Rather than argue about which tags should and shouldn’t be there, I would encourage anyone interested in standardization make suggestions in this thread (or, better, in a related subject area-specific thread to which I can link above) for new tags and their intended meaning(s). For example, some “mood” categorizations have already been suggested.
If you want two tags to have the same meaning, lay out your argument. You may be surprised to hear opposing opinions. (To use bg’s specific example of bird vs. birds: Suppose I say “Bird are an important feature of that game.” See what I mean?)
Thinking about a tag’s utility in advance (as per the guidelines and alyshkalia’s post above) is a very good idea. Sharing your scheme is also a good idea. Every person who likes your proposed scheme can adopt and use it; consensus is in the doing. The process is very democratic but also anarchic. Even without central management, it will still improve the situation.
You don’t need anyone’s permission to create or apply a tag. Just go ahead and do it! (…but please check the spelling first.)
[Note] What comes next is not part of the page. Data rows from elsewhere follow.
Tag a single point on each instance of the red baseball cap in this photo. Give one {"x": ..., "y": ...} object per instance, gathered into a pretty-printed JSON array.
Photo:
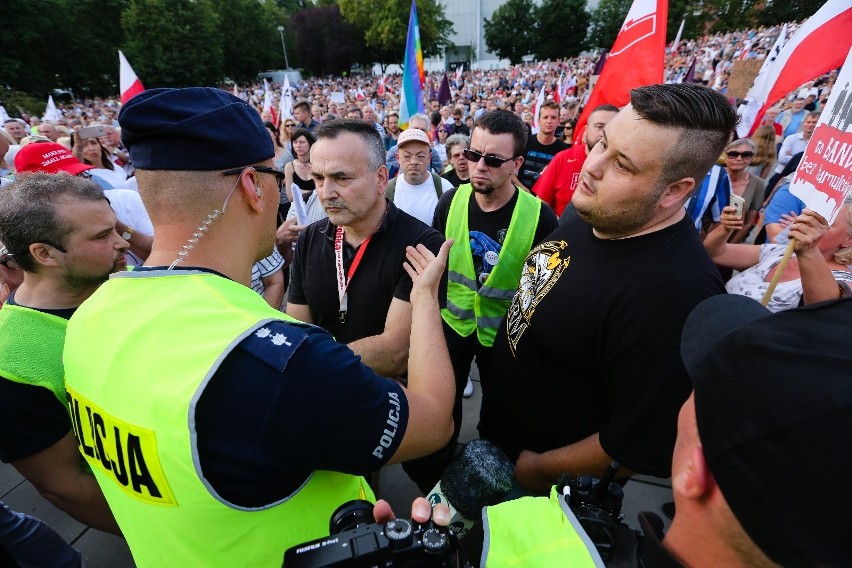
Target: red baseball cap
[{"x": 48, "y": 157}]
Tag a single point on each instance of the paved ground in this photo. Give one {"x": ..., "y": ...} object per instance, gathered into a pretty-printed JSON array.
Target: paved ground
[{"x": 102, "y": 550}]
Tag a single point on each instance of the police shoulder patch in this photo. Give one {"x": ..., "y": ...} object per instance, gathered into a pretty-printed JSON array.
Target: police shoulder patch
[{"x": 274, "y": 343}]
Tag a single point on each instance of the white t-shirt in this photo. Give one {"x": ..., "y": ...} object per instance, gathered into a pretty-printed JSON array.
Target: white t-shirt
[
  {"x": 128, "y": 207},
  {"x": 418, "y": 200}
]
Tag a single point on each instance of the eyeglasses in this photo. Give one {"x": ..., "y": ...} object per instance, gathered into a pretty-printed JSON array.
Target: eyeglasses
[
  {"x": 279, "y": 177},
  {"x": 490, "y": 161},
  {"x": 420, "y": 156},
  {"x": 744, "y": 155}
]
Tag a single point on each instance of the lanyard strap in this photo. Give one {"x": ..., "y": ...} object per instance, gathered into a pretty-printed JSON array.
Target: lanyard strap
[{"x": 344, "y": 279}]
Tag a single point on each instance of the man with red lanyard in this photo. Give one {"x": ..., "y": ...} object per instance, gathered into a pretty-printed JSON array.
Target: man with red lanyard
[
  {"x": 347, "y": 275},
  {"x": 555, "y": 186}
]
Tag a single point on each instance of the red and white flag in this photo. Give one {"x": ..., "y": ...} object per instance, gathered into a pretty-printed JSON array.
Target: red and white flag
[
  {"x": 129, "y": 83},
  {"x": 637, "y": 59},
  {"x": 819, "y": 45}
]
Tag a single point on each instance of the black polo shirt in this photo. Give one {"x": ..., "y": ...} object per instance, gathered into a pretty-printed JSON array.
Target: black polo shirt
[{"x": 378, "y": 279}]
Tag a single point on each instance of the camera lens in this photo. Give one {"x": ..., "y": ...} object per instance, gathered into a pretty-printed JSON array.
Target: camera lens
[{"x": 351, "y": 515}]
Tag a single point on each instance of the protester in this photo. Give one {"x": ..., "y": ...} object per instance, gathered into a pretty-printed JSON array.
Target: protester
[
  {"x": 227, "y": 471},
  {"x": 725, "y": 464},
  {"x": 819, "y": 271},
  {"x": 60, "y": 232},
  {"x": 594, "y": 325}
]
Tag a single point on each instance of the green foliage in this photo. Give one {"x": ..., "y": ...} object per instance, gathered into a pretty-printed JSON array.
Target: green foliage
[
  {"x": 510, "y": 33},
  {"x": 174, "y": 43},
  {"x": 607, "y": 20},
  {"x": 325, "y": 42},
  {"x": 562, "y": 28},
  {"x": 384, "y": 25}
]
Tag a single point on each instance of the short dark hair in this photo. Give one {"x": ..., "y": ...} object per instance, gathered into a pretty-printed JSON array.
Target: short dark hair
[
  {"x": 504, "y": 122},
  {"x": 373, "y": 142},
  {"x": 704, "y": 117},
  {"x": 29, "y": 211}
]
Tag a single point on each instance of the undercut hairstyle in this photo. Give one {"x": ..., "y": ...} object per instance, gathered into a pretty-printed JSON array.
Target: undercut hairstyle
[
  {"x": 29, "y": 212},
  {"x": 505, "y": 122},
  {"x": 456, "y": 140},
  {"x": 605, "y": 107},
  {"x": 373, "y": 144},
  {"x": 706, "y": 121},
  {"x": 741, "y": 142}
]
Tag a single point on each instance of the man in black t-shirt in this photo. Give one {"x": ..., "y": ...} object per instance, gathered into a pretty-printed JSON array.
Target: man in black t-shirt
[
  {"x": 586, "y": 368},
  {"x": 60, "y": 230},
  {"x": 502, "y": 223},
  {"x": 371, "y": 312},
  {"x": 542, "y": 147}
]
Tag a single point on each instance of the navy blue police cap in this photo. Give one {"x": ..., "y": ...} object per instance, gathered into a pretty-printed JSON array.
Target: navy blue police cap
[
  {"x": 197, "y": 128},
  {"x": 773, "y": 405}
]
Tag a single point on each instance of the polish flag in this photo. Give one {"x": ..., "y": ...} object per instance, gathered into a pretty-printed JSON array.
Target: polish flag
[
  {"x": 636, "y": 59},
  {"x": 820, "y": 45},
  {"x": 129, "y": 83}
]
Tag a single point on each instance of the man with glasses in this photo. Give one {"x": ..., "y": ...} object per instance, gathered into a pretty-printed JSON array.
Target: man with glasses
[
  {"x": 416, "y": 190},
  {"x": 59, "y": 233},
  {"x": 494, "y": 225},
  {"x": 225, "y": 431},
  {"x": 594, "y": 328}
]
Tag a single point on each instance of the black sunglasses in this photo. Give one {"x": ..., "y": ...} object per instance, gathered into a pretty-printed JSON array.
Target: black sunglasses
[
  {"x": 490, "y": 161},
  {"x": 279, "y": 176},
  {"x": 743, "y": 155}
]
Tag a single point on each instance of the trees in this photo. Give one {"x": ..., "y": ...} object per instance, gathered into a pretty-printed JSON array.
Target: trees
[
  {"x": 554, "y": 30},
  {"x": 510, "y": 33},
  {"x": 174, "y": 43},
  {"x": 384, "y": 25},
  {"x": 607, "y": 19},
  {"x": 326, "y": 43},
  {"x": 562, "y": 28}
]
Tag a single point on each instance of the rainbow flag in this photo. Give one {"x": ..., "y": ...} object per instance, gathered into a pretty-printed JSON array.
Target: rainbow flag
[{"x": 413, "y": 76}]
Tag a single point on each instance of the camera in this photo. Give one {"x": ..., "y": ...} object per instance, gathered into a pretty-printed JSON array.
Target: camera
[
  {"x": 597, "y": 505},
  {"x": 355, "y": 540}
]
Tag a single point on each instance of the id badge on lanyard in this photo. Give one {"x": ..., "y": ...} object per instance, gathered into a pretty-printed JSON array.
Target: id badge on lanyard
[{"x": 345, "y": 278}]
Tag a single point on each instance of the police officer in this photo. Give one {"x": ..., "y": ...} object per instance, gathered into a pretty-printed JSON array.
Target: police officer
[{"x": 220, "y": 430}]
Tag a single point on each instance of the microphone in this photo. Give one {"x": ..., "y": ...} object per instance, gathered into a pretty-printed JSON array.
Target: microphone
[{"x": 478, "y": 476}]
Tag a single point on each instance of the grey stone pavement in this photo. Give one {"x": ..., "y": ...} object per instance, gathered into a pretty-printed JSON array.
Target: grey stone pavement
[{"x": 102, "y": 550}]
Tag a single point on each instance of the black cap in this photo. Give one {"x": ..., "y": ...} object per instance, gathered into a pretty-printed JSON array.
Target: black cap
[
  {"x": 773, "y": 403},
  {"x": 199, "y": 128}
]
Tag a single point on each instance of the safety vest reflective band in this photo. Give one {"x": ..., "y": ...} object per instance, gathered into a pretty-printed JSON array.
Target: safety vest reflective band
[
  {"x": 138, "y": 355},
  {"x": 536, "y": 532},
  {"x": 31, "y": 348},
  {"x": 471, "y": 307}
]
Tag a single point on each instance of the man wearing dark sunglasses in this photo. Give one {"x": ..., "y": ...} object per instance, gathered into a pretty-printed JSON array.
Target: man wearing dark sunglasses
[
  {"x": 750, "y": 187},
  {"x": 494, "y": 225},
  {"x": 59, "y": 232},
  {"x": 594, "y": 328},
  {"x": 212, "y": 413}
]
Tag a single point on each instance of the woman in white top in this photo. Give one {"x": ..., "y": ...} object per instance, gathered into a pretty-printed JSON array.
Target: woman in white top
[{"x": 819, "y": 270}]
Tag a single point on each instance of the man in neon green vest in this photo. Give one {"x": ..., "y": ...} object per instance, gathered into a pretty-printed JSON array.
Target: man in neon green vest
[
  {"x": 60, "y": 231},
  {"x": 494, "y": 225},
  {"x": 221, "y": 431},
  {"x": 759, "y": 441}
]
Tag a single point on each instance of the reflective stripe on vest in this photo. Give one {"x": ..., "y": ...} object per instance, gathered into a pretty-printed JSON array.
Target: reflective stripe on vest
[
  {"x": 138, "y": 355},
  {"x": 31, "y": 348},
  {"x": 536, "y": 532},
  {"x": 469, "y": 306}
]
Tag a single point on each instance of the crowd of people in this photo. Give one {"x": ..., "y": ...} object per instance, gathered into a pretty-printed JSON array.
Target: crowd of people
[{"x": 145, "y": 326}]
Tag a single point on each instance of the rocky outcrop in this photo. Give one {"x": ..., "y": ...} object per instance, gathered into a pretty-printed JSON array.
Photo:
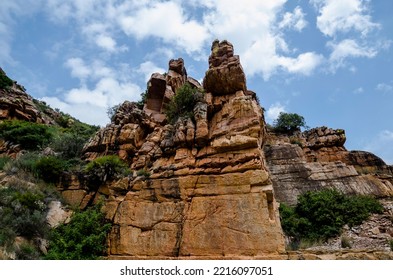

Seeing so much discussion about the tagging system motivates me to look into the pull request thing and see if there’s anything I can do to improve it. A lot of the quibbles people have with tags are the kind of thing you need to go into the code to fix, and I might be able to figure that out if I had a few days… Maybe. No guarantees, but I can try to see if I can accomplish anything by the end of October. I imagine implementing even one of the suggestions mentioned above could make stuff go smoother.
Bonus task: If anyone has the chance to look at the genre category of games (i.e. the actual category, not tags) while tagging, it might be helpful to do some standardization there. If listing multiple genres for a game, I would suggest that they be separated by commas or slashes, with the most relevant (in your view) being first on the list.
Here is a list of valid-seeming genres in use (ordered high to low frequency) as of the start of September:
At first I thought you were suggesting tags that list multiple genres in the same tag, but now I think you must be talking about the genre field, not the tags. Is that right?